Chuck Henry, who first appeared on Southern California newscasts more than 50 years ago, as well as Beverly White, Vikki Vargas, Angie Crouch and Kim Baldonado are all said to be departing the station after this month, according to the Los Angeles Times and other news outlets.

KNBC officials did not respond to requests to comment on the departures and most of the reporters leaving have not made public statements either.

Vikki Vargas and the NBC News Team accept the Emmy for live coverage of a mass shooting in Seal Beach in August 2012. Vargas and four other longtime KNBC reporters have taken early retirement buyouts and will leave by the end of the year. (Photo by Phil McCarten/Invision for the Academy of Television Arts & Sciences/AP Images)

But in an emotional video posted on social media, Vargas, who worked at the station for 41 years, confirmed that the news about her retirement is true.

“There’s a saying that all good things must come to an end,” Vargas said standing before a camera with the ocean in the background. “And so I’ve decided to announce my retirement this way, the best way I know how.

“I look back on 40, 41 years and realize I have ridden the best wave of television news ever,” she continued. “When I started we used those big brick cell phones and we shot on three-quarter inch tape. And today we edit on computers and we shoot on a card … smaller than a postage stamp.”

She noted how the diversity of the newsroom has changed in that time, and the stories its reporters have told, too.

“There’s been so much evolution on that front, and I’ve got to see it all,” Vargas continued, tears filling her eyes at times. “But mostly the biggest benefit to me has been the number of you who allowed me to come into your homes, into your hearts and your lives.

“When I knock on that door and the person on the other side says yes, it’s phenomenal to me,” she said. “It’s the biggest perk of this job to meet someone who has just lost their child, their business, their home, whatever the circumstance might have been, and that you allow me to tell that story. Knowing it will become very, very public in the moments afterwards.

“But beyond that, I’ve remained friends with a lot of you, a lot of you, and so because of that we’ve been able to talk about the human resilience,” Vargas said. “How over the years you’ve come away from, gotten better than, reinvented yourself, whatever it’s been from that moment of tragedy when I first met you.

“That’s the biggest perk.”

Vargas was the first Latina reporter at KNBC when the station hired her in 1982. Born in Downey, she grew up in La Habra, graduated from Cal State Fullerton, and for many years anchored the station’s Orange County bureau.

Henry joined KNBC in 1994 as an anchor and reporter, though he already was familiar to Southern California viewers from his 19 years at KABC-TV Channel 7 where he worked from 1971 to 1978, and again from 1982 to 1993.

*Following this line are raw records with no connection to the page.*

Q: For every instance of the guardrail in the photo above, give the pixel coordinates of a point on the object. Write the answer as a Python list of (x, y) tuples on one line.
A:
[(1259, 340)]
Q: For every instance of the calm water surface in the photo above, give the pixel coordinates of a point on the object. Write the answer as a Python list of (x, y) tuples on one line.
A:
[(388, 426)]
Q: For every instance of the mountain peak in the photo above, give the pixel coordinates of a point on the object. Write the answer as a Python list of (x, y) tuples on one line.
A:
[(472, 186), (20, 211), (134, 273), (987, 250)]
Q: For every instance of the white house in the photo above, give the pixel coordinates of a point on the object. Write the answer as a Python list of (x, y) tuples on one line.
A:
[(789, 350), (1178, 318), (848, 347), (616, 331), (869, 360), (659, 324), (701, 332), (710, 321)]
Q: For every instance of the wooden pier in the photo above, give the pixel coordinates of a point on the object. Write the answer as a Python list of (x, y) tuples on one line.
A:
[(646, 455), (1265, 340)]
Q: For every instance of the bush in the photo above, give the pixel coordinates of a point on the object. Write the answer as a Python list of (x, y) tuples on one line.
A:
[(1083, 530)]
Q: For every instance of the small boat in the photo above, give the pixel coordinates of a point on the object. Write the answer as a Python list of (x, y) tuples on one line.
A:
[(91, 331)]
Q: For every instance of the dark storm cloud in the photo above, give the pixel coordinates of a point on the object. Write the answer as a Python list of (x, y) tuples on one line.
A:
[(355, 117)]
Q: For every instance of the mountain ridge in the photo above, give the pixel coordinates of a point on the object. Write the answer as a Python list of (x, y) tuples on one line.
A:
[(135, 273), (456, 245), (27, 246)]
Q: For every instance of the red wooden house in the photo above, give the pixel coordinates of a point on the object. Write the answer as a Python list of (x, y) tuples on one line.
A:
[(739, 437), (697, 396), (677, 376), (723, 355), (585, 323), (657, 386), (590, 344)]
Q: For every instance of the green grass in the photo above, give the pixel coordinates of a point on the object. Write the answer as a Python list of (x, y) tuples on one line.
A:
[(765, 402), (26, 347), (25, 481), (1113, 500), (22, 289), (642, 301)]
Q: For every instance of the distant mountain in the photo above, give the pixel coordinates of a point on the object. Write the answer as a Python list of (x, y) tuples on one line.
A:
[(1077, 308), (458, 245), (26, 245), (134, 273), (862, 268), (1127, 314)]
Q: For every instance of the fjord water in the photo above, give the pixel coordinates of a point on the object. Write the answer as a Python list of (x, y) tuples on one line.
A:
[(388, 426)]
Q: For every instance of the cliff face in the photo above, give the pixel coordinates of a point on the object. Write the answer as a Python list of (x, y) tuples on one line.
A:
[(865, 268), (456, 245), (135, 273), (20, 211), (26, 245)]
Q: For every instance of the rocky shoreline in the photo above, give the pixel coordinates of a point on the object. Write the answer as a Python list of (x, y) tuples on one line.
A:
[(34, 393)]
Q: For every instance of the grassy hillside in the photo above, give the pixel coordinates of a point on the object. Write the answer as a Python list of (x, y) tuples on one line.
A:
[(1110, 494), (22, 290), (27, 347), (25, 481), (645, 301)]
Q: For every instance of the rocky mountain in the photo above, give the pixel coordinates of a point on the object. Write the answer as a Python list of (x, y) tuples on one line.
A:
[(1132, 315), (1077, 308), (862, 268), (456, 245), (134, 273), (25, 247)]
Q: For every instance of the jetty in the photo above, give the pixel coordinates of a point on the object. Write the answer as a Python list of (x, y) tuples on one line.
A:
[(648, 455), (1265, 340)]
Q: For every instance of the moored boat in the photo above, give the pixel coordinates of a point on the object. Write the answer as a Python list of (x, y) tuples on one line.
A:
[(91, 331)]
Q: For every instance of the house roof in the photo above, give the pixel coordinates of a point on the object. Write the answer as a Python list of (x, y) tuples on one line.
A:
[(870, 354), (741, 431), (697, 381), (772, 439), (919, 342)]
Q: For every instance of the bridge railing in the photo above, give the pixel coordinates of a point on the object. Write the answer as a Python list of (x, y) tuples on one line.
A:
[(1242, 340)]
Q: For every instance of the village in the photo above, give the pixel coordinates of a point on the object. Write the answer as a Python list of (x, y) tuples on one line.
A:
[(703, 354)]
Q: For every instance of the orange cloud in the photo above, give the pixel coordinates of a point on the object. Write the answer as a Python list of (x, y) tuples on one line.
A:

White arrived at KNBC in 1992 and for many of the 30 years that followed worked the late shift, reporting on breaking news around Southern California. Four years ago, she received the National Association of Black Journalists Chuck Stone Lifetime Achievement Award.

Baldonado grew up in San Gabriel and landed at the station in 1995. Crouch, after graduating college in Michigan in 1988, made her way to KNBC in 2004.